Vingegaard, la révélation du Tour: "C'est une fierté"
Troisième de l'étape, le Danois a assuré sa deuxième place au général.

- Publié le 17-07-2021 à 22h03
- Mis à jour le 18-07-2021 à 15h18

Derrière l'intouchable Tadej Pogacar, les positions du Top 10 du Tour de France n'ont pas été modifiées à l'issue de ce deuxième et dernier contre-la-montre.
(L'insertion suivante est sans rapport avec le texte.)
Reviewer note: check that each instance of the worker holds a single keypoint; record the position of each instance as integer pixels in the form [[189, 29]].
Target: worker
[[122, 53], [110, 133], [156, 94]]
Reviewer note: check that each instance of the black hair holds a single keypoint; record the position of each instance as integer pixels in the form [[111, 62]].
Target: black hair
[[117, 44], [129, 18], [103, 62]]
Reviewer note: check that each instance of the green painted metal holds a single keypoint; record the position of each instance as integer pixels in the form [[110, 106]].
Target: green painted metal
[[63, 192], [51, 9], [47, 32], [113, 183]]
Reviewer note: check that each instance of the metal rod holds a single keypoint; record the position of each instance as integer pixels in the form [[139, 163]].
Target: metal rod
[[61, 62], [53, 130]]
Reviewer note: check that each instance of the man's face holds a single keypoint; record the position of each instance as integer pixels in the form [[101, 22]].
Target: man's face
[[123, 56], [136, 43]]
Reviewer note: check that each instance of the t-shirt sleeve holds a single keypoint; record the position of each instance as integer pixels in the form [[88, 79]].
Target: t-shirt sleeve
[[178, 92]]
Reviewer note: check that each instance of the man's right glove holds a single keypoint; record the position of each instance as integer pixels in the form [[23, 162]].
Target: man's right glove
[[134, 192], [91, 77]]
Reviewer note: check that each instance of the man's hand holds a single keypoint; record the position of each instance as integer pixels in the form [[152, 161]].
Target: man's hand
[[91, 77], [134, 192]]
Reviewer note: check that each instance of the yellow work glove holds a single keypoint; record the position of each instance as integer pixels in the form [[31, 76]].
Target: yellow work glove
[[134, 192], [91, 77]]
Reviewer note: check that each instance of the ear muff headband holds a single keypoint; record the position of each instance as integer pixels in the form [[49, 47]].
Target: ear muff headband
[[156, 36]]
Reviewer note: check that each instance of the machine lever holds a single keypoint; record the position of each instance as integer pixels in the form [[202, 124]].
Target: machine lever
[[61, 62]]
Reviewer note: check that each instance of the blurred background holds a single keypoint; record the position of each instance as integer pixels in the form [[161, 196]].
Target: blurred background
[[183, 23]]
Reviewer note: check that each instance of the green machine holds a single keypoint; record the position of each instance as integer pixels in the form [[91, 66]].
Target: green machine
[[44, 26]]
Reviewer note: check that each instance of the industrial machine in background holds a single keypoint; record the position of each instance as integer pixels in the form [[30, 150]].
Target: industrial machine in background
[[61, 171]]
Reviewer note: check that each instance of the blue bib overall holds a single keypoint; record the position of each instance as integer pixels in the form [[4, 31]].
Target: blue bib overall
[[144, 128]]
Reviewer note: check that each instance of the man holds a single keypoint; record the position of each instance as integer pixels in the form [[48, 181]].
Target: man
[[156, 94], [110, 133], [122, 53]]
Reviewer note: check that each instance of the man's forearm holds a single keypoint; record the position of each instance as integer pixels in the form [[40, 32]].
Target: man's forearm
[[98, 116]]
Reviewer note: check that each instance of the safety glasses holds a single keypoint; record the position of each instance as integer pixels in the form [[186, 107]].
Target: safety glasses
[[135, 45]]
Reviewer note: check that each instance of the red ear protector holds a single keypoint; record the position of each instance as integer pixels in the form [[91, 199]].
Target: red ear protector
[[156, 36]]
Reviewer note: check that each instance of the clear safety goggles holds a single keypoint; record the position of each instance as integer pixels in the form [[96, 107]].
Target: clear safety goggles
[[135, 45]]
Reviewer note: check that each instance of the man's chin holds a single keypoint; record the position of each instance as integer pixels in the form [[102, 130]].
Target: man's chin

Un constat qui peut être allongé jusqu'au Top 19, puisqu'il n'y a eu qu'un seul changement parmi les vingt premiers de la Grande Boucle : le Colombien Sergio Henao a perdu sa place de vingtième au profit de Bauke Mollema. Pour les deux dernières marches du podium final, il n'y a pas eu photo entre le Danois Jonas Vingegaard et le Vénézuélien Richard Carapaz.
Six petites secondes les séparaient ce samedi matin. Mais, ce dimanche, le vainqueur du Tour d'Italie 2019 se retrouve à près de deux minutes du Danois. À en voir les mines réjouies dans le clan des Ineos-Grenadiers à l'issue de cette avant-dernière étape, on se contentait largement de la troisième place du coureur sud-américain. La formation britannique savait à l'avance que son grimpeur ne pourrait pas rivaliser pour la deuxième place avec son dernier adversaire, meilleur rouleur que lui.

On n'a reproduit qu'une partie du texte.